Pub Date: Oct. 8th, 2018
ISBN: 978-1-77166-423-3
Publisher: Bookthug

Odhiambo's (The Reverend's Apprentice, 2008) new novel explores life in a vaguely located Canadian resort town on the Pacific coast called Ogweyo Cove.

A German-Canadian journalist named Kerstin Ostheim is preparing to marry P.J. Banner, a photographer who is torn between the worlds of his white father and his Indigenous mother. Meanwhile, Kerstin's trans daughter, Schuld, struggles with society's prejudice against her identity. She has two comforts—her art and her boyfriend, Woloff, a Kenyan Olympic athlete who is trying to regain his confidence after his career has come to a premature end.

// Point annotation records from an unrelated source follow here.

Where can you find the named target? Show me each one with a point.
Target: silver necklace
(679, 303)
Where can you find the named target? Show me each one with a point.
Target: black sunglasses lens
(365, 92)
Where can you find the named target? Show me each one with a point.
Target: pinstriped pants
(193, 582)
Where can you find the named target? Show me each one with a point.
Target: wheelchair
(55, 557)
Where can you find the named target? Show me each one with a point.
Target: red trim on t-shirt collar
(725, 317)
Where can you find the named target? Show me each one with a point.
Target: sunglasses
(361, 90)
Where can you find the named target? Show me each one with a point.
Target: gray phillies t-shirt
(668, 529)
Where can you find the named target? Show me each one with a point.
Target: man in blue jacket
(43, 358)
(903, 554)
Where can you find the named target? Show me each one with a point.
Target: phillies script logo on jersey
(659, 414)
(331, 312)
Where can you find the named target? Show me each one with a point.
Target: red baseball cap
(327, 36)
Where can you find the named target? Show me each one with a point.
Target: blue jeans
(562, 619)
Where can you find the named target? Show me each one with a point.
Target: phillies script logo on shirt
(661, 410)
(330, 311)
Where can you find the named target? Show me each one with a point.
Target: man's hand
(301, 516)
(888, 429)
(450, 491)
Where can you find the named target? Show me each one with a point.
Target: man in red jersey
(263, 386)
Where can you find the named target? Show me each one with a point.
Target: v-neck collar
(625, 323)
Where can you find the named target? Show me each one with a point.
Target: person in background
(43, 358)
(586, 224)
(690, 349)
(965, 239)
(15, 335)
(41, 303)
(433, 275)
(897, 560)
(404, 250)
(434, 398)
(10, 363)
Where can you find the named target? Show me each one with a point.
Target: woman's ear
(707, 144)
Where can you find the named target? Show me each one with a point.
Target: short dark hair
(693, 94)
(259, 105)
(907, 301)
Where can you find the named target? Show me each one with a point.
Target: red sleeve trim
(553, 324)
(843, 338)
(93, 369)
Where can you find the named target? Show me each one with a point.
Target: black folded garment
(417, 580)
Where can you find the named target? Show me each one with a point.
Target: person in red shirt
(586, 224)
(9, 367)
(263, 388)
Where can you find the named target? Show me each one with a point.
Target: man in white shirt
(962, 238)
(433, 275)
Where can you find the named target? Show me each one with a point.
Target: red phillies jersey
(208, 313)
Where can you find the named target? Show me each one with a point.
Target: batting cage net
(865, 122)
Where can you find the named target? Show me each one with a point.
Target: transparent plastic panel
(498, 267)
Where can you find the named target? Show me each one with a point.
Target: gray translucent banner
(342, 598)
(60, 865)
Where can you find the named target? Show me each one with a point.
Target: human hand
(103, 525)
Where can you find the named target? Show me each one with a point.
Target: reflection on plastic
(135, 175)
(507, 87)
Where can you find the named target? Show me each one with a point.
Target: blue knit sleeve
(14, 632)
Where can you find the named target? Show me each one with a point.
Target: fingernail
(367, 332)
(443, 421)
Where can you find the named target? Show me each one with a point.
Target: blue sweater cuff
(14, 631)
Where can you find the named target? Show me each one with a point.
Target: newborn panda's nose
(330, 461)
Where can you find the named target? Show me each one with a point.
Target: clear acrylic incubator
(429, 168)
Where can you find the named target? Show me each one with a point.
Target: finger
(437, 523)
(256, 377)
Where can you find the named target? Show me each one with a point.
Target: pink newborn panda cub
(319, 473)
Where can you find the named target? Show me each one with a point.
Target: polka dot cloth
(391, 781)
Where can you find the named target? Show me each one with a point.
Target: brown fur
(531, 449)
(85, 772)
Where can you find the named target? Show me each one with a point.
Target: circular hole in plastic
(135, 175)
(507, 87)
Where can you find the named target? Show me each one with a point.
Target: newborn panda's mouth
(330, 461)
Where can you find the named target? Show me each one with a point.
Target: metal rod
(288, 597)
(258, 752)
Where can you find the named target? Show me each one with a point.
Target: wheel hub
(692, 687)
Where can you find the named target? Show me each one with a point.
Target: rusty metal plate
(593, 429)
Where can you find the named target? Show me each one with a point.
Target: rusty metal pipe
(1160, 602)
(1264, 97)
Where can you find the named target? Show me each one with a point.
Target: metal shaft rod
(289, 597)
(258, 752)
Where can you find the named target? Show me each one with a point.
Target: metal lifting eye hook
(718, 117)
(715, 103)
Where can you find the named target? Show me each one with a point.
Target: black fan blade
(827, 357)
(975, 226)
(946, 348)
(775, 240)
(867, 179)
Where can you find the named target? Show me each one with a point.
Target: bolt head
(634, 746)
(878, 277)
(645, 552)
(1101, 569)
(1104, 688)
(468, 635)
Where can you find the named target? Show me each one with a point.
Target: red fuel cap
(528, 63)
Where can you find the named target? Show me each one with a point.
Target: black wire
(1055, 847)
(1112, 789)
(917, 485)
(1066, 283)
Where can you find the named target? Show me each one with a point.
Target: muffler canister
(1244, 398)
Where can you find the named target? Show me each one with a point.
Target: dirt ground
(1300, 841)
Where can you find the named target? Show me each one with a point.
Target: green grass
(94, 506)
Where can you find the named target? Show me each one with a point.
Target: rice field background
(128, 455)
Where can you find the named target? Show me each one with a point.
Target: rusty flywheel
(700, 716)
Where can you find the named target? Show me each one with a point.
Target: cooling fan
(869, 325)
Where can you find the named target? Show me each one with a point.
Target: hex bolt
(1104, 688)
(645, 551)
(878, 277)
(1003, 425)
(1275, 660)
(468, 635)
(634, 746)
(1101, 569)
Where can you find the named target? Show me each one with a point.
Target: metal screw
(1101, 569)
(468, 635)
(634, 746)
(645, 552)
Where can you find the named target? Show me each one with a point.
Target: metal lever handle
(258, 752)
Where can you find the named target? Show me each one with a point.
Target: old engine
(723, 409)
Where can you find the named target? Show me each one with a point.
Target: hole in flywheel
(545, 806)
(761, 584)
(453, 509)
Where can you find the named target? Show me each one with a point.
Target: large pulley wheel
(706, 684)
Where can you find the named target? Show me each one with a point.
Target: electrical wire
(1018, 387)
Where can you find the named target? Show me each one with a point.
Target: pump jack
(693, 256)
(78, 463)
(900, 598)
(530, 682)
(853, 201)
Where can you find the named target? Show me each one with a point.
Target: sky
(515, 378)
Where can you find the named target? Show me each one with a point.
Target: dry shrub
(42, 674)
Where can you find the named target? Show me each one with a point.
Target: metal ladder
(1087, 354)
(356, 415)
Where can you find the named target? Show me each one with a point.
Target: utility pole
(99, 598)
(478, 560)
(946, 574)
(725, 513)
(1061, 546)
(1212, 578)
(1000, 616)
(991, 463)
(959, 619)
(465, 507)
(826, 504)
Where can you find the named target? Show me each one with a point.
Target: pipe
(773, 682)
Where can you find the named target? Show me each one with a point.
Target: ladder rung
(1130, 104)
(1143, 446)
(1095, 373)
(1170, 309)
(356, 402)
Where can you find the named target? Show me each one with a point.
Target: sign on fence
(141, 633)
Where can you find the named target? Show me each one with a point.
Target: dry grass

Further afield, Kerstin's father is running for another term as governor (of what, we are never told), while P.J.'s father succumbs to health problems triggered by his stressful business dealings. This novel is told in a clumsy present tense, with prose that sometimes borders on nonsensical ("Sirens bray down wind between the present and future perfect, and out of place in the sensible order of things they hate for real"). Readers may detect a faint plot regarding a spate of mysterious horse killings that Kerstin and P.J. decide to investigate, but it is perfunctory at best; the novel never seems very interested in solving that mystery. Mostly, Odhiambo cycles between characters, presenting episodes from their pasts while neglecting to investigate how these episodes inform the complexity of their relationships in the present. Despite the present tense, few events feel urgent or weighty, so that most of the narrative proceeds in an abstracted haze. When Woloff and Schuld are assailed in a supermarket by an angry man, for instance, the story seems to be building toward some kind of crisis, but it's a false alarm; the happy couple merely sidesteps the aggressor and goes back to Woloff's house to "get lit." The same sense of abstraction plagues the setting: Place names and cultural references are maddeningly unspecific, making it difficult for readers to feel absorbed in the story. This novel wants to wrestle with heavy issues of identity, history, and the legacy of European colonialism, but its vague setting, ill-defined cultural references, and psychologically flat characters render these insights flimsy.

An awkward exploration of contemporary multiculturalism.